(SAUF INDIFFERENCE AUX SPOILERS, NE PAS LIRE AVANT VISION DU FILM)
Choc absolu, Princesse Mononoké a de quoi retirer leur innocence à Mon voisin Totoro, Kiki la petit sorcière et au futur Ponyo sur la falaise, portraits de fillettes parmi les plus doux qu'ait signés Miyazaki. Un triptyque étonnant, le fantastique semblant y avoir passé un contrat tacite avec le réel, tous deux coexistant à la lisière d'une forêt, au cœur d'une petite ville ou aux limites d'un port. Cet équilibre, entériné par des créatures terriblement attachantes (Totoro lui-même, un chat parlant pour la jeune sorcière, puis la bouille irrésistible d'une petite sirène en herbe), a fait entrer le cinéma Miyazakien dans un optimisme rapidement associé à ses vertus écologiques.

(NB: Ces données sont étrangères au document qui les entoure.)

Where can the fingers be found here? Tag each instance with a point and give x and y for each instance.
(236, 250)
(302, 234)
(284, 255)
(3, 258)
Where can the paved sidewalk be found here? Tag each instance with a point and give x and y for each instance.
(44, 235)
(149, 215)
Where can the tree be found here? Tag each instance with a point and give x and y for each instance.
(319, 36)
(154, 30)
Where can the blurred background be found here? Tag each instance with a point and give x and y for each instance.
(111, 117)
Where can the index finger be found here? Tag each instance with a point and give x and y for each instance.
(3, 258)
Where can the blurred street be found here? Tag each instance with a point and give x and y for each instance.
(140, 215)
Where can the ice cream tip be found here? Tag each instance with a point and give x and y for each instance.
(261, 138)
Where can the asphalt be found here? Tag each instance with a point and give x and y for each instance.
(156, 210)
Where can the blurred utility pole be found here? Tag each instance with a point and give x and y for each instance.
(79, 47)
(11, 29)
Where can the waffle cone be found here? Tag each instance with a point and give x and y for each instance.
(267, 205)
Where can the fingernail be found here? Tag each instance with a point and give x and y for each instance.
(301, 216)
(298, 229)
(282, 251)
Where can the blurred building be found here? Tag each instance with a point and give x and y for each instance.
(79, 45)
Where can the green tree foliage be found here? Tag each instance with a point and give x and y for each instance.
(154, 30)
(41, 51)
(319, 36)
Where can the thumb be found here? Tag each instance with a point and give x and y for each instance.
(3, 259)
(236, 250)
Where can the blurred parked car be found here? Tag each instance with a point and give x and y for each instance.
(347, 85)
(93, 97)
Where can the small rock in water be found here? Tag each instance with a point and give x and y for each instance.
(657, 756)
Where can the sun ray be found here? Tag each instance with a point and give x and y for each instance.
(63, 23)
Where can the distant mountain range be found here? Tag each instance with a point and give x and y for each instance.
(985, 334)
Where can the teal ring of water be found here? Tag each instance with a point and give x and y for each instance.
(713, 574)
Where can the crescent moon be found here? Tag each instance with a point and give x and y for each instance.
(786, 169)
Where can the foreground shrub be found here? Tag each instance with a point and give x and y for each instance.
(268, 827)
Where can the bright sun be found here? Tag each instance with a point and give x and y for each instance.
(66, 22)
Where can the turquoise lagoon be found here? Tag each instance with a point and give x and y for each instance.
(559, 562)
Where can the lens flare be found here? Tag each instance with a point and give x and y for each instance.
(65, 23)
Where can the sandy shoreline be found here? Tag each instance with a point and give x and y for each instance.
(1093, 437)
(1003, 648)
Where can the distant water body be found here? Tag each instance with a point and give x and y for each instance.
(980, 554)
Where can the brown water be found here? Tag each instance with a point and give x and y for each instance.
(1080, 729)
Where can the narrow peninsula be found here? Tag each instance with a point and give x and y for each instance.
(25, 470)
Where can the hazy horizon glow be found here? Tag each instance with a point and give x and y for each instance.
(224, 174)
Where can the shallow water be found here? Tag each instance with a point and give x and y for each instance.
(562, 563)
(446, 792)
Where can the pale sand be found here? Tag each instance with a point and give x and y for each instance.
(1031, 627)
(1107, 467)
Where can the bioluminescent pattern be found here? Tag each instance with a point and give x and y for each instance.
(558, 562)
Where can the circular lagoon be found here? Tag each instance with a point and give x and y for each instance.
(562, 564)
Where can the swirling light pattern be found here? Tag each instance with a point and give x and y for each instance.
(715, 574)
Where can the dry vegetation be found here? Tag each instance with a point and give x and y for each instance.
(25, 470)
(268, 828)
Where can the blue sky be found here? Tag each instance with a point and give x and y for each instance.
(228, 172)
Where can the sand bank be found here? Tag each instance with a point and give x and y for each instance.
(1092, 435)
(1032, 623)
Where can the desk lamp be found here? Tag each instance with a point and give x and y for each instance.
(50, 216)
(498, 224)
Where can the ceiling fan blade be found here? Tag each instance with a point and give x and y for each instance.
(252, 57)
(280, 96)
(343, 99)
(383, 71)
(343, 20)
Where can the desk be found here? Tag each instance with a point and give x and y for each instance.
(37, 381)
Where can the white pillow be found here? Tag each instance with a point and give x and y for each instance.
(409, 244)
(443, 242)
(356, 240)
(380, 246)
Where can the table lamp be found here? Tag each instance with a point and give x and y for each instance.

Replacé dans ce contexte, Princesse Mononoké ressemble à un pacte ancestral, le sacrifice colossal et nécessaire pour ramener la paix entre les hommes et la faune, les deux camps transformant la flore et ses richesses en une arène sanglante. Les enfants n'ont d'ailleurs pas leur mot à dire ici, les tenants et aboutissants de l'intrigue étant régis par leurs aînés. Dévorés par un maléfice, ivres de sang ou en quête vorace de ressources naturelles, les personnages de Princesse Mononoké n'exhibent aucune perfection malgré leur volonté inflexible. Courant à leur perte ou se sachant condamnés, ils sont en lutte perpétuelle contre la mort de leurs idéaux.
Le dette pour que s'épanouissent les respirations apaisantes de Totoro, Kiki et Ponyo a ainsi été payée au prix fort. Fouillant les tripes et le cœur de son héroïne, incarnation vivace et tempétueuse de la colère d'un monde en ruines, Miyazaki ouvre et referme son histoire de façon incroyablement brutale. Depuis la mort atroce d'un sanglier en furie dévoré de l'intérieur, le Japonais déroule un récit où les conflits géographiques dictent les enjeux humains, jusqu'à une conclusion qui tourne le dos à la love story naissante entre Ashitaka et la Princesse. Une posture qui anoblit un peu plus la portée thématique d'un film où le vivant et le divin ne cessent de se côtoyer.
Car Princesse Mononoké donne la sensation rare d'explorer non pas les fondements du cinéma d'aventures, mais bel et bien l'Histoire de l'imaginaire, ce dernier devenant une notion tangible, palpable. Par la grâce d'un montage éreintant, car exceptionnel de célérité, le film donne tout son sens à la notion d'animisme. Si chaque créature vivante, qu'elle soit figée dans le décor ou en train de lutter sur un champ de bataille, semble habitée d'une âme, Miyazaki ne cesse de nous ramener à leur bouleversante condition organique. Ce faisant, il irrigue son récit d'une violence unique dans son œuvre.
La souffrance physique est ainsi abordée sans détour dans Princesse Mononoké. A vrai dire, ce traitement viscéral est presque trop abouti pour que la seconde moitié du film suive, rythmiquement parlant. A trop multiplier les faits d'armes parallèles, Miyazaki ne parvient pas à faire converger leur puissance éparse, et passe à côté d'un crescendo plus impliquant. L'avis n'engage que l'auteur de ces lignes, l'intelligence du spectacle culminant par ailleurs dans l'image d'une divinité bienveillante elle aussi mise à mal par son caractère organique. Terrifiant tableau d'apocalypse, ce géant décapité compte parmi ce que l'heroic fantasy a de plus évocateur à offrir sur grand écran...
Redécouvrir le film aujourd'hui, alors que le Maître a finalement tiré sa révérence après quinze ans de services supplémentaires, a quelque chose de délicieusement amer. Poème guerrier d'une hargne inouïe, l'oeuvre venait, en 1997, clore un siècle de cinéma d'aventures par une renaissance flamboyante. Désormais disponible dans une copie Blu-ray phénoménale, Princesse Mononoké y déploie des trésors que l'on jurerait inédits, la richesse des textures, des décors et des détails anthropomorphiques (voir ces gros plans nocturnes saisissants sur les visages des loups) trouvant un écho constamment renouvelé par la précision de la copie. Un écrin magnifique pour un film qui ne l'est pas moins.